Vladimir Safatle
Durante esta semana, vimos várias reações virulentas a respeito da tese da unidade necessária da esquerda face às próximas eleições. Tal problematização merece análise mais ponderada que evite recorrer a estereótipos tão abundantes ao se submeter problemas políticos a cálculos eleitorais de circunstância.
O primeiro estereótipo consiste em ver nessa questão a expressão de pretensa incapacidade secular das forças à esquerda em deixar de lado os desejos de hegemonia e se unir em situação de adversidade.
A leitura é, entretanto, incorreta. Basta lembrar como a esquerda brasileira demonstrou unidade exemplar na luta contra o impeachment de Dilma Rousseff, congregando até mesmo atores que nunca participaram dos governos petistas e que não tinham com ele relação. Ou seja, o problema não é de pretensa incapacidade estrutural de composição.
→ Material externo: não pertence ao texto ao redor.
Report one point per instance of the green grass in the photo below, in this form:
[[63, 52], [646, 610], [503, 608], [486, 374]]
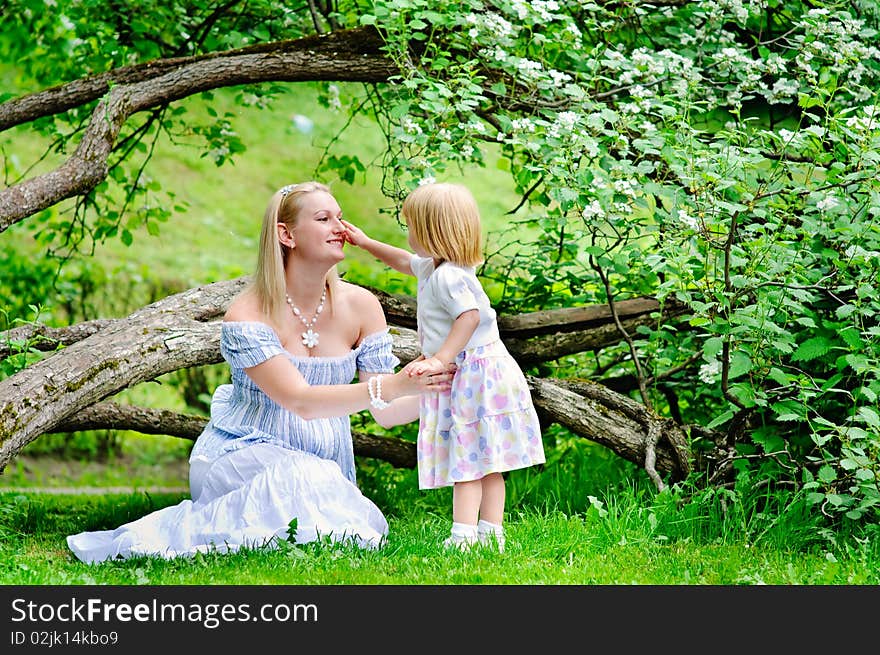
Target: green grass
[[624, 534]]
Os que clamam por unidade insistem que a situação atual exigiria uma frente ampla de defesa tanto dos direitos sociais que foram e serão destruídos quanto de garantias mínimas de um Estado democrático que, há tempos, desapareceram. A unidade deveria se dar pela identificação de um inimigo comum.
Essa linha política, no entanto, acredita ser possível sustentar mobilizações através de um discurso meramente defensivo (lutar contra algo) e baseado no medo. Seu eixo de argumentação é: "Há uma batalha fundamental agora e as discussões devem ficar para depois".
Seria possível fazer aqui o histórico inesgotável do uso de estratégias semelhantes por grupos de esquerda com desejo de hegemonia. Essa é linha tradicional de silenciamento e de imposição de coesão.
A falha evidente aparece se damos mais alguns passos argumentativos. Pois os que desmontam direitos trabalhistas e previdenciários dirão que, infelizmente, não há outra saída para tirar a economia da crise. O que exige uma opção econômica clara por parte da esquerda.
Mas onde ela realmente está e quem, de fato, a enuncia? Grupos políticos que, para combater a crise em 2015, entregaram a condução da economia para economistas como Joaquim Levy, que sonhavam em transformar Henrique Meirelles (o mesmo que conduz o desmonte atual) em ministro da Economia do governo Dilma? Tudo isso embaralhou a possibilidade mesma de entender o que tais grupos realmente querem.
Tomemos um exemplo simples que deveria estar para além de quaisquer discussões. Uma alternativa de esquerda passa, necessariamente, pela politização dos conflitos distributivos em um país no qual simplesmente as seis maiores fortunas privadas têm o mesmo poder de compra de metade da população.
Isto exigiria mudança drástica no padrão de tributação, que preserva ricos e rentistas. Mas o setor hegemônico do que era a esquerda brasileira, a saber, o PT, nunca assumiu, de forma clara, a criação de impostos sobre grandes fortunas e consumo conspícuo ou aumento progressivo dos impostos sobre renda e herança, entre outros. Muito menos discutiu moratória da dívida pública, salário máximo, propriedade dos meios de produção.
Ao contrário, até pouco tempo vimos informações de que setores do partido procuravam trazer representantes do sistema financeiro para dentro de sua chapa majoritária.
A pergunta é: unidade em cima do que exatamente? Ainda mais quando se vê como o petismo tende a repetir o mesmo padrão de composição política que fez seu governo naufragar. Ou seja, não encontramos reflexão sobre os limites do jogo parlamentar brasileiro e a necessidade de sua superação, debate aberto sobre a necessidade não de "reforma política" (pois quem diz "reforma" espera que algo do reformado possa ser conservado), mas de "implosão" da estrutura política, com institucionalidade corrompida e de baixa participação popular.
A extrema direita brasileira compreendeu esse desejo de implosão e cresce em cima de demandas anti-institucionais. No mundo, a política não funcionará de forma polar, com dois grupos hegemônicos digladiando-se pela conquista do centro. Funcionará em quatro posições, com os extremos ganhando autonomia e densidade eleitoral ao darem forma ao descontentamento com as limitações políticas e econômicas do presente. Haja vista o modelo de configuração na França e Alemanha.
O problema do Brasil é, no momento, ter só um extremo (quem devia fazer esse papel entre nós não tem a menor condição de organização, debate, dinâmica e vontade). Isso deve ser creditado à tendência histórica da esquerda em compor por meio de coalizões populistas, desde a era Vargas. E o que virou o lulismo a não ser a continuação da tradição varguista que sempre assombrou a esquerda brasileira?